Here's a link to see how the charities you support (or are thinking of supporting) are rated in how they use donations:

http://www.charitywatch.org

HTH :smt023


----------



## Guest (Sep 21, 2007)

They are all over the TV in this part of the country and when I realized it was their ad I felt the same way.

I cancelled my AARP membership in 2004 when they all but endorsed Kerry. I sent them a nasty message and they said they didn't endorse political candidates. They had a list of about a dozen programs they supported and Kerry supported their position on each one and Bush didn't. I answered that I was born in the morning but not this morning cancel and refund.

Speaking of health care have you noticed the Hillary blitz about it now that the Norman Hsu's illegal campaign contributions have come to light. It's just so Clintoneske.


----------



## bruce333 (Sep 1, 2006)

If a charity is small and local I'll donate to them. If it's big and national they don't get a dime. The bigger a charity the less money goes to the cause and the more it goes to overhead. I'd also like my money to stay in the community I live in to help my neighbors, coworkers, friends, etc..


----------



## tony pasley (May 6, 2006)

Snowman said:


> Do you have a link for this? Not that I don't believe you, but I'd like to see for myself since this is a charity I've supported.
> 
> And you're right, government health care is a very bad thing.

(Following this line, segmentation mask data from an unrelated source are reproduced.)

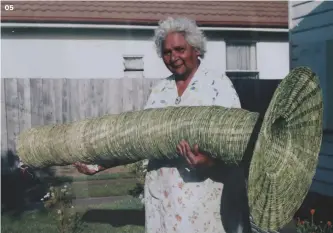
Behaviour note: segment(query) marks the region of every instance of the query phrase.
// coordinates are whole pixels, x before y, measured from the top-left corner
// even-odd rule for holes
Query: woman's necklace
[[[180,101],[182,101],[182,97],[178,96],[175,100],[175,104],[178,105],[180,103]]]
[[[178,105],[182,101],[182,95],[186,91],[187,86],[191,82],[191,79],[189,79],[187,82],[183,82],[181,85],[177,86],[177,92],[178,92],[178,97],[175,100],[175,104]]]

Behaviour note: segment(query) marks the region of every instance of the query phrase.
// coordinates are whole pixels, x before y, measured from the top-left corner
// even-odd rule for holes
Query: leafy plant
[[[55,216],[59,233],[79,233],[83,230],[80,215],[73,206],[72,190],[68,184],[51,186],[41,199],[46,209]]]
[[[326,223],[320,222],[320,224],[315,224],[313,217],[316,210],[311,209],[311,221],[301,220],[298,218],[297,221],[297,233],[333,233],[332,222],[327,221]]]
[[[136,163],[128,164],[130,172],[136,175],[136,187],[129,191],[129,194],[143,199],[144,183],[147,173],[148,160],[142,160]]]

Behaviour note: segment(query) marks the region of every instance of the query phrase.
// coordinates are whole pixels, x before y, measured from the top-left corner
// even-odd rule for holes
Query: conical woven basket
[[[305,67],[292,70],[273,96],[250,160],[249,206],[262,229],[279,229],[303,202],[321,145],[322,111],[316,75]],[[77,161],[118,166],[175,158],[185,139],[239,164],[258,122],[258,113],[220,106],[147,109],[32,128],[19,135],[17,150],[31,167]]]
[[[322,120],[318,77],[294,69],[273,95],[251,160],[249,205],[262,229],[279,229],[301,206],[317,166]]]

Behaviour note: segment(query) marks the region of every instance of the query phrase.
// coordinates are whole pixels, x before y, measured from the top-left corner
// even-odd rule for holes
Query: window
[[[258,79],[255,42],[227,42],[226,75],[231,79]]]
[[[124,55],[125,78],[143,78],[143,56]]]

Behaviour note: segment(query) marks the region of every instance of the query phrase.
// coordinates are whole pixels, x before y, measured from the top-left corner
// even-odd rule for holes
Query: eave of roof
[[[288,28],[284,1],[24,1],[2,7],[2,22],[157,25],[167,16],[187,16],[199,26]],[[189,5],[190,4],[190,5]]]

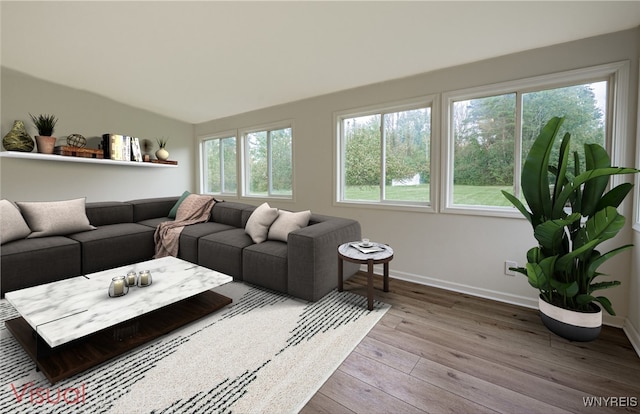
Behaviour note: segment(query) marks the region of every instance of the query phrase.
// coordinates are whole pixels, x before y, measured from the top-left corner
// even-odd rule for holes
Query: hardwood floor
[[[345,290],[365,286],[358,274]],[[621,329],[569,342],[536,310],[396,279],[375,287],[392,308],[301,413],[640,412],[640,358]]]

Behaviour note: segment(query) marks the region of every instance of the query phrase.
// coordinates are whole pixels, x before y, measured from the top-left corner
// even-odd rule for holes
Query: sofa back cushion
[[[87,217],[94,226],[132,223],[133,206],[118,201],[87,203]]]
[[[242,210],[242,228],[247,227],[247,221],[249,221],[249,217],[253,214],[253,210],[255,210],[255,206],[249,206],[246,209]]]
[[[228,224],[229,226],[244,228],[247,220],[243,219],[243,211],[253,206],[231,201],[220,201],[213,206],[211,221]],[[249,213],[251,215],[251,213]],[[247,216],[249,218],[249,216]]]
[[[138,223],[159,217],[169,217],[169,212],[180,197],[156,197],[142,200],[131,200],[133,206],[133,222]]]

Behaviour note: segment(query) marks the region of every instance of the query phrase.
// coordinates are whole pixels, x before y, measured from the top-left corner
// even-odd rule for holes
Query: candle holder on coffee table
[[[129,293],[129,285],[124,276],[117,276],[111,279],[109,284],[109,296],[116,298],[118,296],[124,296]]]

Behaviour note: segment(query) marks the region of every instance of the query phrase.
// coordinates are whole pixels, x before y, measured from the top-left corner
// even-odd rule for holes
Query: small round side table
[[[358,248],[360,247],[360,249]],[[384,264],[383,290],[389,291],[389,262],[393,259],[393,249],[386,244],[372,242],[363,250],[377,250],[370,253],[363,252],[359,241],[341,244],[338,247],[338,292],[343,290],[343,264],[346,260],[351,263],[367,265],[367,307],[373,310],[373,265]]]

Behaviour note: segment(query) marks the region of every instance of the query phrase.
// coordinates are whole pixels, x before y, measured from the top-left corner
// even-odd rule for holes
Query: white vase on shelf
[[[160,161],[166,161],[169,159],[169,151],[167,151],[164,148],[160,148],[158,151],[156,151],[156,158],[158,158]]]

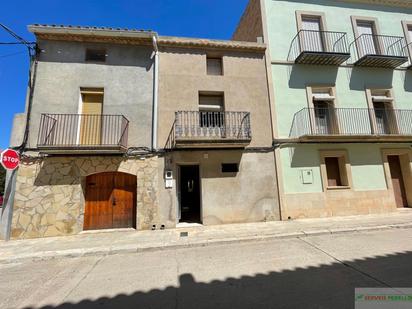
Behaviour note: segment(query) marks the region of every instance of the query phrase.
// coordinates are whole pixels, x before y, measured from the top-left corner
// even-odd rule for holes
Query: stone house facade
[[[38,53],[11,237],[151,228],[158,205],[158,157],[150,152],[157,34],[29,30]],[[16,115],[11,146],[21,144],[26,119]]]
[[[159,38],[168,226],[279,220],[266,46]],[[160,163],[159,163],[160,164]]]

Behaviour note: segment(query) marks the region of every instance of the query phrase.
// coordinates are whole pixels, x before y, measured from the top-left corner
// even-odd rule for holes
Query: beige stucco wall
[[[15,114],[13,118],[13,127],[10,134],[10,147],[17,147],[21,145],[23,142],[25,125],[26,114]]]
[[[206,56],[223,56],[222,76],[206,74]],[[199,92],[224,92],[226,111],[251,113],[250,146],[272,143],[264,53],[161,47],[159,147],[166,144],[176,111],[199,110]]]
[[[222,57],[222,76],[207,75],[207,56]],[[199,92],[223,92],[225,111],[250,112],[252,130],[246,150],[174,149],[165,155],[163,168],[159,165],[162,224],[177,223],[179,165],[186,164],[200,167],[204,225],[279,220],[274,154],[268,150],[272,129],[264,51],[161,46],[159,68],[159,147],[167,141],[176,111],[199,110]],[[238,163],[239,172],[222,173],[222,163]],[[165,189],[165,170],[173,171],[172,189]]]
[[[238,163],[238,173],[222,173],[222,163]],[[177,223],[179,165],[199,165],[201,213],[204,225],[279,220],[274,155],[242,150],[177,151],[159,164],[173,171],[174,185],[159,178],[159,218],[167,227]],[[163,219],[163,220],[162,220]]]
[[[46,157],[24,159],[19,167],[12,238],[81,232],[86,176],[113,171],[137,176],[137,229],[151,228],[158,216],[157,157]]]

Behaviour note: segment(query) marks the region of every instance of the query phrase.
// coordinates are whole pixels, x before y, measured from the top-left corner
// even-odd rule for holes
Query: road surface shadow
[[[228,261],[230,267],[230,261]],[[353,308],[355,287],[412,287],[412,252],[197,282],[191,274],[179,286],[85,299],[41,309],[94,308]],[[108,291],[109,292],[109,291]],[[26,309],[34,307],[26,307]]]

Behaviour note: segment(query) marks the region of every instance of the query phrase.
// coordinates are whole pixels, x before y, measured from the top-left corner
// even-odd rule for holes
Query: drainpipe
[[[153,111],[152,111],[152,151],[157,149],[157,122],[158,122],[158,92],[159,92],[159,49],[157,36],[153,36],[154,72],[153,72]]]

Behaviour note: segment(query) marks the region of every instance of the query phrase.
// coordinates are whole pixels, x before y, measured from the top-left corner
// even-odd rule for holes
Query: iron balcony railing
[[[405,45],[403,50],[405,54],[408,56],[408,68],[412,68],[412,43]]]
[[[350,44],[355,63],[368,56],[406,58],[404,47],[403,37],[376,34],[362,34]]]
[[[349,53],[347,35],[345,32],[300,30],[290,45],[288,61],[299,61],[305,52],[345,56]]]
[[[304,108],[294,115],[290,137],[412,135],[412,110]]]
[[[129,121],[122,115],[42,114],[39,148],[127,148]]]
[[[178,111],[166,148],[179,141],[250,141],[249,112]]]

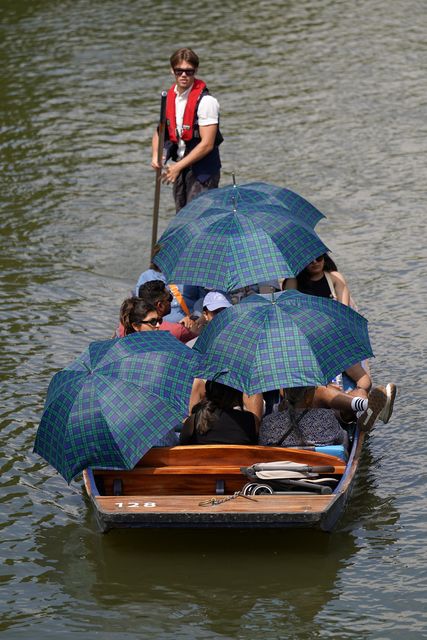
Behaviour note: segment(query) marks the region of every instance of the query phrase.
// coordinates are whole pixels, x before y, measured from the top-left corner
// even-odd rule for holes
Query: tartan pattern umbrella
[[[188,414],[200,356],[166,331],[93,342],[48,388],[35,453],[70,482],[131,469]]]
[[[248,394],[326,384],[373,355],[365,318],[298,291],[249,296],[221,311],[194,349],[205,354],[200,377]]]
[[[272,204],[178,214],[159,245],[155,262],[169,282],[221,291],[295,276],[328,250],[309,223]]]
[[[267,182],[249,182],[241,185],[228,185],[219,189],[210,189],[189,202],[176,215],[174,222],[178,225],[184,220],[191,220],[199,216],[207,209],[219,207],[249,208],[262,207],[266,204],[278,205],[286,208],[296,215],[301,221],[306,222],[312,228],[325,216],[308,200],[295,191],[277,187]]]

Just watch Fox News and you will see the ad.


----------



## tony pasley (May 6, 2006)

bruce333 said:


> If a charity is small and local I'll donate to them. If it's big and national they don't get a dime. The bigger a charity the less money goes to the cause and the more it goes to overhead. I'd also like my money to stay in the community I live in to help my neighbors, coworkers, friends, etc..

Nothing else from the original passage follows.